Сукины дети - Варя Мальцева
Шрифт:
Интервал:
Закладка:
Почему они с Линой не уехали? Побоялись. Другой город будет другим, чужим и незнакомым. Нужно же где-то найти работу, жилье, обзавестись новыми знакомыми. У другого города другой говор, незнакомые слова. Всё будет не так, как они привыкли — будет намного лучше.
И Нисон, и Лина боялись, они жили здесь всю жизнь и не видели другой. Возможно, это ещё одна их схожая черта, из-за которой они и сошлись.
Новый крик, ещё более громкий и отчаянный, раздался сверху. Охранник повернулся, пару секунд смотрел на лестницу, а затем тихо усмехнулся, повернувшись к Нисону.
— Вишь как твоя, — он, казалось, просто брызгает ядом Нисону в лицо, — мучается поди без тебя.
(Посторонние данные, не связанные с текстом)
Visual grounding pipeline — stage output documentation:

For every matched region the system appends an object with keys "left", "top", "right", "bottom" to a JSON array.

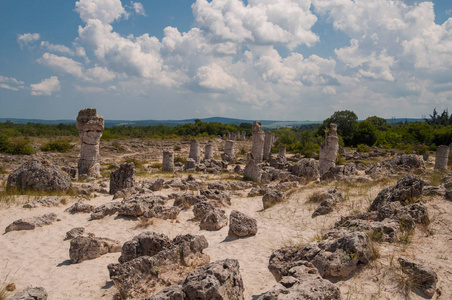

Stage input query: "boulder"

Ты, наверное, волшебник. Сразу же ребенка бы вытащил и без боли. Да-а, тогда я понимаю, почему ты так рвался к жене, — охранник высоко поднимает брови, в горле что-то хлюпает, когда он смеётся, — ничего с ней не случится, посидишь тут. Или вали домой по-хорошему, ты мне докучаешь своим присутствием, сын, — мужчина отпил остывший кофе. И Нисону стало так мерзко от него.
Всё же он последовал предложению охранника и встал, устремляясь к гардеробу, а после, одевшись, обиженно поглядывая на медсестру, ушел, громко хлопнув дверью. В конце концов, его жена сейчас родит ему дочку, ничего не должно испортить настроение, даже эти злые работники. Он вдохнул морозный воздух, что успокоил его. Всё, что ни делается, делается к лучшему. Зато у него появилось время убраться дома, а после купить цветы Лине. Родит она, наверное, только к утру. Она наверняка позвонит ему, а если не позвонит, то Нисон сам придет и пусть его даже побьют, но он пойдет к жене, к дочке, и никто не сможет его остановить. Оглядевшись, он двинулся домой.
…
Так больно физически ей не было никогда. Когда раскрытие только началось, она почему-то завыла от боли, словно вторила ветру за окном. Кажется, собаки так не выли, как Лина тогда. Но всё же приятное ожидание Чуда заставляло её радоваться, не сходить с ума от невыносимой боли. Узкие бедра Лины сейчас как никогда ей помешали. С такими бедрами рожать было очень проблематично, особенно когда ребенок немаленький.
Ещё одной проблемой стали какие-то студенты из местного медицинского колледжа. Лина так и не поняла, как они тут оказались, но очень хотела бы, чтобы они наконец-то ушли. Рядом с ней было слишком много людей, отчего она не могла сосредоточиться, постоянно отвлекалась и даже не могла попросить их заткнуться, ведь силы внезапно покинули её. Врачи кружились вокруг неё, пока она умирала от боли, но всё равно пыталась держать себя в руках.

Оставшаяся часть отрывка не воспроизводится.